Despite the recent market volatility, bank failures and worries over a potential recession, Warren Buffett provided a prudent overview on the health of the economy. He reiterated that Berkshire would continue to do well in the long term, however tough times are to be expected in 2023 and 2024. Buffett expects to see earnings decline for many of his businesses due to the economic slowdown. High cost of capital and high inflation will underpin the market in 2023 and corporations will have to do more with less. Businesses will also struggle to sustain high revenues and justify inflated growth expectations. According to Buffet, corporations will also have to deal with the sudden inventory build-up which they will need to get rid of in a less consumption driven market.

On the banking crisis both Buffett and Munger reiterated that the regulator rescue of Silicon Valley Bank and other regional banks was key in preventing a wider banking panic. They also reiterated that banking negligence at CEO and Directors level should be punished in order to send a strong correcting market signal. The rapid regulator intervention was also instrumental in reassuring account holders and confirming that all money is safe in the US banking system.

In terms of the US and China relations, both Buffett and Monger stated that strong bilateral relations based on free-trade agreements is a must to ensure global growth and more predictable markets. A further escalation of the animosity between the two largest economies would only weaken an already fragile global economic system.

Both Monger and Buffett also commented on speculations that some countries are moving away from the dollar as their reserve currency. They both don’t expect the U.S. dollar to be “dethroned” as the world’s reserve currency anytime soon as they see no option for any other currency to be the reserve currency. They did however warn that the Fed cannot print money forever.
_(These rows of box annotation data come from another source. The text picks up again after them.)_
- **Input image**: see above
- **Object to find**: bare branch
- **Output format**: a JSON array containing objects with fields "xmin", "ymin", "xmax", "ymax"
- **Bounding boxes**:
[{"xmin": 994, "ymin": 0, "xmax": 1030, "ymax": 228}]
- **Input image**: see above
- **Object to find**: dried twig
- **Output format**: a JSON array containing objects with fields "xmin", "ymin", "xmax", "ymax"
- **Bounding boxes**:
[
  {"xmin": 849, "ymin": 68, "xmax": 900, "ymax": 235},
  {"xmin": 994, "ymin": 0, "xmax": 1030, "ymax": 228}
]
Conclusion:  While the mood at the annual meeting was cheery, Buffett delivered mostly bad news. He delivered is comments with the usual calm and wisdom. Time of extreme spending, extravagant corporate valuations, and fast-paced growth fueled by printing trillions of dollars is over. Charlie Monger warning to value investor was “get used to making less”. Buffet and Munger also joked, as there are plenty of people doing dumb things out there, there are plenty of opportunities to do good.

The information provided by Empower Capital is for general information purposes to foster the dialogue and the discussed topics. All the information on these articles are provided in good faith. However we make no representation or warranty of any kind, expressed or implied regarding the validity, adequacy, accuracy, completeness, and reliability of any information provided.